Joshua Newell from the School for Environment and Sustainability leads the research group, which includes Postdoctoral Research Fellows, Ph.D., Master’s and undergraduate students, with strong support from affiliate faculty such as Ming Xu. The Research Group is closely aligned with the Center for Sustainable Systems, where Newell and Xu are also core faculty members.
For general inquiries and more information, please contact Joshua Newell at jpnewell@umich.edu.
Research
With the dramatic growth of urban areas and the majority of the world’s population now living in urban settings, cities have become dominant demand drivers in global resource cycles.
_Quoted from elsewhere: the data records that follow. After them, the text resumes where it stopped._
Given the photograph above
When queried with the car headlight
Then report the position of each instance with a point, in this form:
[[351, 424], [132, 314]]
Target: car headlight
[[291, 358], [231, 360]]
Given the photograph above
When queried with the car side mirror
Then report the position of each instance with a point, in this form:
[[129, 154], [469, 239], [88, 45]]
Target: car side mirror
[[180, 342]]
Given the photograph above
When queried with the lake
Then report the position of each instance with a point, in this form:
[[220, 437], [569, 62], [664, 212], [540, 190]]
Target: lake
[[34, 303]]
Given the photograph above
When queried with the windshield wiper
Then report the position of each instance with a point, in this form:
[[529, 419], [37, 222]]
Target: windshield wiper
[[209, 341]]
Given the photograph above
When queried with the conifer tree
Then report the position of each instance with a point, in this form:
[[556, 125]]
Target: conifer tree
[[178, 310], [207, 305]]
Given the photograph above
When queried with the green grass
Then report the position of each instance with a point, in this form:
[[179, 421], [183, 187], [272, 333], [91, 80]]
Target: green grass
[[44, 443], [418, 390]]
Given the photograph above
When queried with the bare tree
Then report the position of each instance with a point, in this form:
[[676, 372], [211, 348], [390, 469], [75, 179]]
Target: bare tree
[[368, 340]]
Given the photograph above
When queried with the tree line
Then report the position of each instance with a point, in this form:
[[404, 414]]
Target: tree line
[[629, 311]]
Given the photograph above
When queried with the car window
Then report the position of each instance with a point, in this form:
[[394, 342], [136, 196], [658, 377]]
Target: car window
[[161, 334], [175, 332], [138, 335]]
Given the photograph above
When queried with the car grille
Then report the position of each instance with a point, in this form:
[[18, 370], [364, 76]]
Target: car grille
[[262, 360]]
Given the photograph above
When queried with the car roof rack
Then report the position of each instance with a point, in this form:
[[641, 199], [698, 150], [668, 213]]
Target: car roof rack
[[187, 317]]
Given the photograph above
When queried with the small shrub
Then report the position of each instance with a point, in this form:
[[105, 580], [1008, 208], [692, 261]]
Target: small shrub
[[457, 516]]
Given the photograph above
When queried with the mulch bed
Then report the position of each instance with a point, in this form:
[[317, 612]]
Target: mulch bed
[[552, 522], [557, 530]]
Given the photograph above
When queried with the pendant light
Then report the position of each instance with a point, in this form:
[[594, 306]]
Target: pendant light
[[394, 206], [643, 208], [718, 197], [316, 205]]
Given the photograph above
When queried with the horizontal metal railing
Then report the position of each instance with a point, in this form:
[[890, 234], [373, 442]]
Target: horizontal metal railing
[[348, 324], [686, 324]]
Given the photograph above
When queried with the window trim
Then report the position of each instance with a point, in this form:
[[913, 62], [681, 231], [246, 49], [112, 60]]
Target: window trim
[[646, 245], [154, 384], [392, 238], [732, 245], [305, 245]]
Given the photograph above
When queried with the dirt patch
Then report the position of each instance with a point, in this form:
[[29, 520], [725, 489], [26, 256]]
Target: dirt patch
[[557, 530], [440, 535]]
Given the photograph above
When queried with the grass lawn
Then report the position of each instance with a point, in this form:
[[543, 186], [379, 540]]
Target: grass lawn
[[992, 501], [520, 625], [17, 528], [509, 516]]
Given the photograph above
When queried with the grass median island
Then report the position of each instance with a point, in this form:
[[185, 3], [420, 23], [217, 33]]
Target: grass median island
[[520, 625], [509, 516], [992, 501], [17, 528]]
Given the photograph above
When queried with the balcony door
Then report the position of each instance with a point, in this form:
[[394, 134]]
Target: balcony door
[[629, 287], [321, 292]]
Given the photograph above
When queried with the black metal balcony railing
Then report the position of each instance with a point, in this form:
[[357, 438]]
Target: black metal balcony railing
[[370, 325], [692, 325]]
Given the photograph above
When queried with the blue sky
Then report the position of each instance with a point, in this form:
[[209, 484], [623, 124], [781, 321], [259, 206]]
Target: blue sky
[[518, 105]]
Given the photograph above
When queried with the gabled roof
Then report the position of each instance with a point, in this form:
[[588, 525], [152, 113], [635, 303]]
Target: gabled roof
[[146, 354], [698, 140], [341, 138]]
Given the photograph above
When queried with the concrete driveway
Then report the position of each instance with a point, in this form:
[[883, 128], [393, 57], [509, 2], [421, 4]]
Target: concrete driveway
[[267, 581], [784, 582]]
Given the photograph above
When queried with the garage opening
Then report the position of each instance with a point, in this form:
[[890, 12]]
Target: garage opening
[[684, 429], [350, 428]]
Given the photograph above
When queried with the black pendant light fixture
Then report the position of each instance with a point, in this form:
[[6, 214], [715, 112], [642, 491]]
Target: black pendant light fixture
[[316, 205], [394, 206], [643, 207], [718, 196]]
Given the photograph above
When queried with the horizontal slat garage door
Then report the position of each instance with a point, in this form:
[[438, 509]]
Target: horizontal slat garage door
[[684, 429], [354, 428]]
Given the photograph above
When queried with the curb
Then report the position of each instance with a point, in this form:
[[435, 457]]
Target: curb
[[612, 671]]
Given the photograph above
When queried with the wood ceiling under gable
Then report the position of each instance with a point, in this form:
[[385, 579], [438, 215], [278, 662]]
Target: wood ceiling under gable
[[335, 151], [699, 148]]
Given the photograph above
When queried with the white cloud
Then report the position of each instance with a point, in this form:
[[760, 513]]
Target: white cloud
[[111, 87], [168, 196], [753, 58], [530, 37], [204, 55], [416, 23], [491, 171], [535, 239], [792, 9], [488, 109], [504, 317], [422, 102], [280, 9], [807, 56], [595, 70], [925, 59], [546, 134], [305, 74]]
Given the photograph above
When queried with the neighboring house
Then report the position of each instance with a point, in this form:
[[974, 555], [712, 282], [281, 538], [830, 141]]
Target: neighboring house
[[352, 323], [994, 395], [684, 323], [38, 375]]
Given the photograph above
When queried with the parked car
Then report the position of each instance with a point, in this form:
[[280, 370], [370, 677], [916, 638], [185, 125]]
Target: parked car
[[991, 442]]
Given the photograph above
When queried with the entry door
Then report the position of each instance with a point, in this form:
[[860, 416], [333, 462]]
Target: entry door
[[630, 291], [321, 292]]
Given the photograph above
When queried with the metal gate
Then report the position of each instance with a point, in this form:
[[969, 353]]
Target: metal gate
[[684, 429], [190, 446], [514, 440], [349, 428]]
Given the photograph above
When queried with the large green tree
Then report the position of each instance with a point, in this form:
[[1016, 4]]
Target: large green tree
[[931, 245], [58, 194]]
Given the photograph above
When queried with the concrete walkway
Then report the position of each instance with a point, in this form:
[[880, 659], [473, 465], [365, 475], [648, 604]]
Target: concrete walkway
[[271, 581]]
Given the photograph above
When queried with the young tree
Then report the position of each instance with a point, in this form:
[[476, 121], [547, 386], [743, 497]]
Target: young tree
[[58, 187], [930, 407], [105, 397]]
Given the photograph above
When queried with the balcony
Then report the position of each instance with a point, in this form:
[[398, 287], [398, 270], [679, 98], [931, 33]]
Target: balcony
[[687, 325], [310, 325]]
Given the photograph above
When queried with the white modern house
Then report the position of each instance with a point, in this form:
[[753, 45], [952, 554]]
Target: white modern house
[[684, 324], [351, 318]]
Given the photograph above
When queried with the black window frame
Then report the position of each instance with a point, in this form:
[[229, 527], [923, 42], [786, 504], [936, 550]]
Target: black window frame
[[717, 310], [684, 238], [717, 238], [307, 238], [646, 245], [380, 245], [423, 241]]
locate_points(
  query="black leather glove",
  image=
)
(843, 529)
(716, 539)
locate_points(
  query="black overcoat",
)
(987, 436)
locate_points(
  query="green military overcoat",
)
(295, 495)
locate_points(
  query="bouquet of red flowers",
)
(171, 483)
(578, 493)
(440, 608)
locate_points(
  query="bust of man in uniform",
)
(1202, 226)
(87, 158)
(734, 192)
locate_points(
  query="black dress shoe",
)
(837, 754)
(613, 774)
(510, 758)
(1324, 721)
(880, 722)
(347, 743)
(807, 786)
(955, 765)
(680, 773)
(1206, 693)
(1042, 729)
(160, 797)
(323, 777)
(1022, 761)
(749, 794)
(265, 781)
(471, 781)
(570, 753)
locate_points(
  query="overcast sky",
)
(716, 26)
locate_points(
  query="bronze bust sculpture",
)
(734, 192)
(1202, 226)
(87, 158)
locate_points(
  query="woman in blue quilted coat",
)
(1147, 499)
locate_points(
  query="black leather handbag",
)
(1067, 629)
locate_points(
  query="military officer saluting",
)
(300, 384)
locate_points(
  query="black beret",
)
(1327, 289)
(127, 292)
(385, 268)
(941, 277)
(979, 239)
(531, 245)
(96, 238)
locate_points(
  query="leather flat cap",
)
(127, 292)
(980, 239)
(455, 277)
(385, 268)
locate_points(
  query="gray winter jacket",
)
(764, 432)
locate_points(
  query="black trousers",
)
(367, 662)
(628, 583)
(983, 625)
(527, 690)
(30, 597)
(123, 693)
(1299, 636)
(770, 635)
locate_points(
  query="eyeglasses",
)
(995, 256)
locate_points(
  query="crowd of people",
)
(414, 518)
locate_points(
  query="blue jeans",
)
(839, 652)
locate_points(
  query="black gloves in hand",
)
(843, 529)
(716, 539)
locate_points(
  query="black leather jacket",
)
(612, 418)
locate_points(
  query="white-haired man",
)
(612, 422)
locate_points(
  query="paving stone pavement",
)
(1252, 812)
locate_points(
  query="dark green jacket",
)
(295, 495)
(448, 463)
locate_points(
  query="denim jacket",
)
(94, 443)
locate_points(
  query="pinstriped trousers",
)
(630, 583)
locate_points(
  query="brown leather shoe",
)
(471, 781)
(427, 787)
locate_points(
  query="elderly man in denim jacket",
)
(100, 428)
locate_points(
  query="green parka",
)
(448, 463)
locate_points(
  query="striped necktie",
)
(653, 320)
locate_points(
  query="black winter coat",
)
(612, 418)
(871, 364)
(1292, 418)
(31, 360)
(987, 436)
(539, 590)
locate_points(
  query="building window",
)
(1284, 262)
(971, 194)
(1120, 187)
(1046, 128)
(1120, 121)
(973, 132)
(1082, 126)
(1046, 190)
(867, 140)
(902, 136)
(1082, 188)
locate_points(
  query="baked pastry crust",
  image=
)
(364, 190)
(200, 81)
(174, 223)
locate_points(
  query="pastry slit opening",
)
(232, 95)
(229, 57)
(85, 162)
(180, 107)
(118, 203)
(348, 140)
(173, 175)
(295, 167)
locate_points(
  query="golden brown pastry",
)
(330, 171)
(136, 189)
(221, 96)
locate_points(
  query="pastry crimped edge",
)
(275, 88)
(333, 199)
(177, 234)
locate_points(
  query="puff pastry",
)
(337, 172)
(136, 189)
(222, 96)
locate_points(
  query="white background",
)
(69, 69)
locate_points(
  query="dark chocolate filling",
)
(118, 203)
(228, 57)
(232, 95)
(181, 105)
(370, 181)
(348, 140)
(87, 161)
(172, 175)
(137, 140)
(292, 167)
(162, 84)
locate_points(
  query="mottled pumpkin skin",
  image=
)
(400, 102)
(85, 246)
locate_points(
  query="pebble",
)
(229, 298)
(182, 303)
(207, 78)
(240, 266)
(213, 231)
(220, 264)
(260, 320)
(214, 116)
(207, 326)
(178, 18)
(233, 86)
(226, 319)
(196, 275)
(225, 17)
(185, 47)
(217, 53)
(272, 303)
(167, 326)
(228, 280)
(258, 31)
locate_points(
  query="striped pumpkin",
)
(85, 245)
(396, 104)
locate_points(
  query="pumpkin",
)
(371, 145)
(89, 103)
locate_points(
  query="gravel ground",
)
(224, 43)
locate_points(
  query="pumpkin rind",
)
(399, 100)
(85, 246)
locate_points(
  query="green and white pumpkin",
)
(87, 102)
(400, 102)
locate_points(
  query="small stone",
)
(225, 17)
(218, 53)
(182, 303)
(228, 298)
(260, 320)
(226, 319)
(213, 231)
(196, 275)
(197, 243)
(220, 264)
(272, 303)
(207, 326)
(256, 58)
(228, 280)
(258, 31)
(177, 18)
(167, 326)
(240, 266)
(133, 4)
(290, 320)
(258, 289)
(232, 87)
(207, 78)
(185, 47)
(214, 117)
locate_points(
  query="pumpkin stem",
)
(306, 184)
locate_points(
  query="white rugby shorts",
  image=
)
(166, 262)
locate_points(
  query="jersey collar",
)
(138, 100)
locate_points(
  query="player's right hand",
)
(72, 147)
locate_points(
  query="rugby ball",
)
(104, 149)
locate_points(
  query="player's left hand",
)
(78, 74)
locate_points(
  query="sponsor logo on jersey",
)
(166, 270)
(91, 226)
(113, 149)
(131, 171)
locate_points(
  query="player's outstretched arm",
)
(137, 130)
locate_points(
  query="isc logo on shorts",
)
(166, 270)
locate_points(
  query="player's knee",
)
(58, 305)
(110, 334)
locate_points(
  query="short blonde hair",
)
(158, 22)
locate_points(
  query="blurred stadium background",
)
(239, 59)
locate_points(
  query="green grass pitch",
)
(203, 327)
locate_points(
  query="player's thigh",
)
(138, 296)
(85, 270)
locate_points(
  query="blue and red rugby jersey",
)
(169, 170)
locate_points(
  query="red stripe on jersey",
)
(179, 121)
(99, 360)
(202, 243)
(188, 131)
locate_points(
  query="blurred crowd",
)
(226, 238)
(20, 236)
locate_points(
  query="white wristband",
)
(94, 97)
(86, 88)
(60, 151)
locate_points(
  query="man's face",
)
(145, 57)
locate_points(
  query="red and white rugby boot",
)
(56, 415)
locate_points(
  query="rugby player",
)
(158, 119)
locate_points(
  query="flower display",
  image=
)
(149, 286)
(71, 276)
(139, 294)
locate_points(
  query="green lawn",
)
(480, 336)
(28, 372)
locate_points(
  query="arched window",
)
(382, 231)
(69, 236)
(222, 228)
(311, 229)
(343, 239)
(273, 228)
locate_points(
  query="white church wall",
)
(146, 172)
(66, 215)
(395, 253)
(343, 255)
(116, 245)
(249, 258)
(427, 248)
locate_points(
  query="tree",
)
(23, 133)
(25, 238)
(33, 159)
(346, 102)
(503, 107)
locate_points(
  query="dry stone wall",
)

Globalization processes have intertwined cities with distant places and spaces through system interactions that include the exchange of food, energy, water, materials, capital, and the like. City and ‘hinterland’ have become highly interconnected and interdependent at multiple spatial, temporal, and jurisdictional scales. Cities are increasingly evolving into agglomerated networks of polycentric urban regions, often referred to as megaregions that are spread over large territories with interdependent infrastructure, transportation networks, economies, ecologies, cultures, labor markets, infrastructure, and land use systems. Vast territories of land dedicated to the production, extraction, processing and transportation of materials and resources and their associated networks can no longer be seen as external to urban development, but need to be considered part of the urban “system”.
Thus, cities are complex, adaptive, emergent systems composed of sub-systems—built environment, metabolic flows, governance networks, and social dynamics—that themselves are multi-scalar, networked, and often strongly coupled. Addressing urban sustainability issues in a thoughtful and integrated way, therefore, requires combining disciplinary-bound strengths and perspectives. Differences in epistemology and disciplinary culture can make this synthesis a challenge, but it is necessary to develop a deeper understanding of nature-society interactions; to enable cross-fertilization of novel theories, methods, and approaches; and to provide innovative and transformative responses to societal problems.
People
Students seeking a field of study committed to the intersection of the built and natural environments will find the work of URSG both fascinating and fulfilling. Not only are there opportunities to work with the Group, but the University of Michigan’s School for Environment and Sustainability also offers a variety of courses to facilitate an interest in urban sustainability.